Monday, September 27, 2021

Back to full classes, full schedules

                I am so full, being back in the room with live students again—building upon the energy of conversations, refining ideas in the back-and-forth of group dialogues, humming with the frenetic goof and teenage verve that had, for the last year and a half, been flattened and muted on isolated black Zoom cells. I know none of us is as safe as we’d been when spread out across the city; I know some struggle to mask their beaks and noses seem suddenly indecent; and I know that no students in my crowded room have the short yard of distance the CDC hopes they’ll keep for safety. But for the first time in a while, there is a buzz of teenage nervousness and joy.

               I’ve loved that. And yet, my colleagues and I are exhausted.

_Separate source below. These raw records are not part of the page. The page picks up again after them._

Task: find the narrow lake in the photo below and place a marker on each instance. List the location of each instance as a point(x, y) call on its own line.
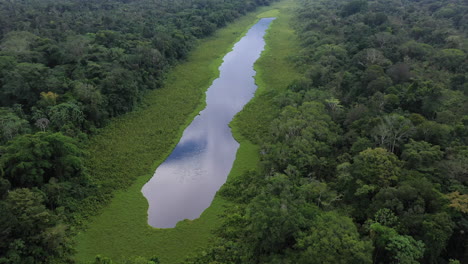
point(184, 185)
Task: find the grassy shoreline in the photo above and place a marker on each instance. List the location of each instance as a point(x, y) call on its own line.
point(131, 147)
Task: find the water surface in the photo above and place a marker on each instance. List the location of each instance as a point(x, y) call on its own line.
point(184, 185)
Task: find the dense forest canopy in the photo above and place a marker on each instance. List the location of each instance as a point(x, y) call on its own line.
point(366, 162)
point(66, 68)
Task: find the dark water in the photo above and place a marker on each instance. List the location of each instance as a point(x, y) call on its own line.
point(185, 184)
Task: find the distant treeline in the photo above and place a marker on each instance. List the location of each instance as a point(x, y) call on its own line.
point(367, 161)
point(66, 68)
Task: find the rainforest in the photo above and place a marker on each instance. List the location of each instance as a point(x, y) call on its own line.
point(352, 145)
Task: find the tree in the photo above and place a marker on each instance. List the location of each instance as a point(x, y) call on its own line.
point(421, 155)
point(333, 238)
point(393, 130)
point(11, 125)
point(35, 234)
point(392, 247)
point(32, 160)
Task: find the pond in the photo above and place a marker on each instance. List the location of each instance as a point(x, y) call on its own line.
point(185, 184)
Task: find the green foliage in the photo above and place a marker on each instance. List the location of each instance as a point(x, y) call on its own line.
point(333, 238)
point(33, 160)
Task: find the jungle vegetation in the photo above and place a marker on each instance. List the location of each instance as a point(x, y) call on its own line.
point(66, 69)
point(365, 161)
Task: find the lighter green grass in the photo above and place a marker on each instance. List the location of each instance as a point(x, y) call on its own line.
point(127, 152)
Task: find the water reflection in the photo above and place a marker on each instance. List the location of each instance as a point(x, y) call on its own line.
point(185, 184)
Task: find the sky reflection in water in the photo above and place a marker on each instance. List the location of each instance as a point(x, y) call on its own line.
point(184, 185)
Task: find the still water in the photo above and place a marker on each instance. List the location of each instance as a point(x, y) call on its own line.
point(184, 185)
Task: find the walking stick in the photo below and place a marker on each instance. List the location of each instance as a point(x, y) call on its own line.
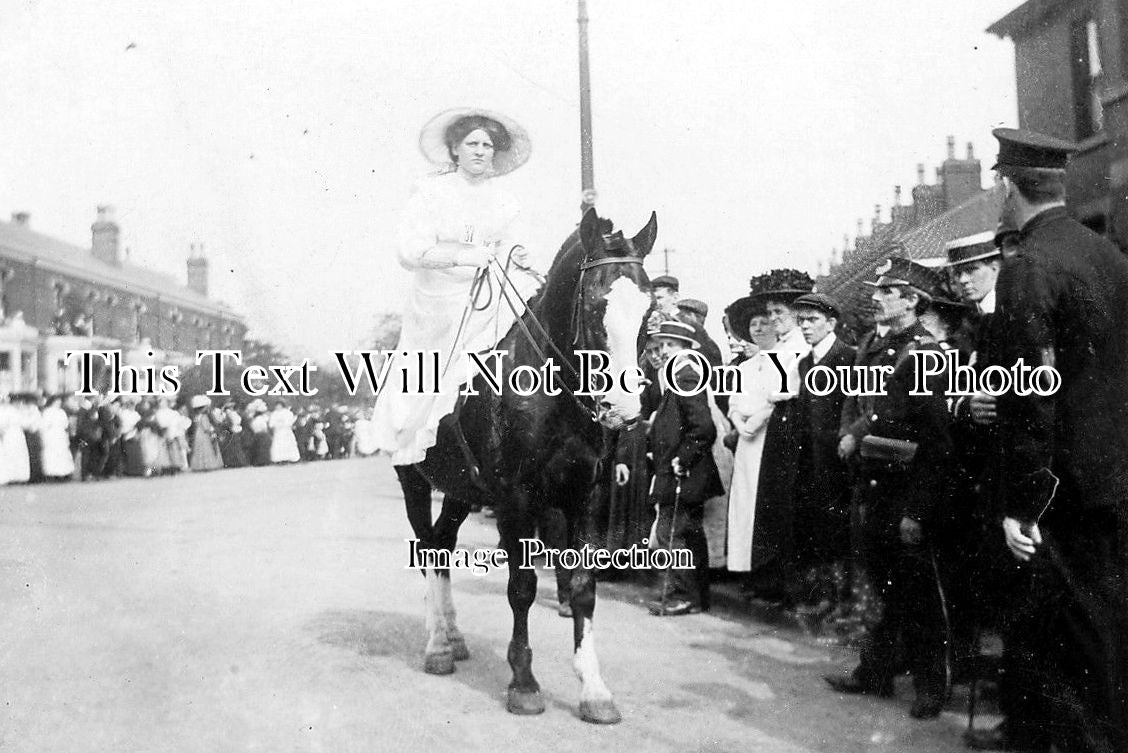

It’s hard to quantify all that’s involved in this, because some things are small, like trying to hear and be heard and understood through a mask and over the drone of our filtered fans and street noises of open windows, straining to communicate emotion, excitement, and interest when faces are hidden: we must work harder to amplify our sound, our clarity, our energy, and fall hard at the end of the end of it.

               Some things are not small at all:

               Student trauma and isolation over the quarantine reverberate back now in anxiety, tremendous sensitivity in feeling, difficulty sustaining attention, and most of all, a huge hunger for connection, so when a teacher is on, with our own strained emotionality and sense of precarious safety, that’s a lot to absorb, feed, or fend off.

               Students’ acute outrage and demand for equity and justice, and the language and routines that reflect them, guided by a year and a half of all discourse mediated through Tik Tok and Instagram, I embrace gently through careful discussions about how we hold discussions. It’s meaningful, tender work, and in student sincerity and hunger, I give my own vulnerability and heart.

               That’s not nothing. But the day is long.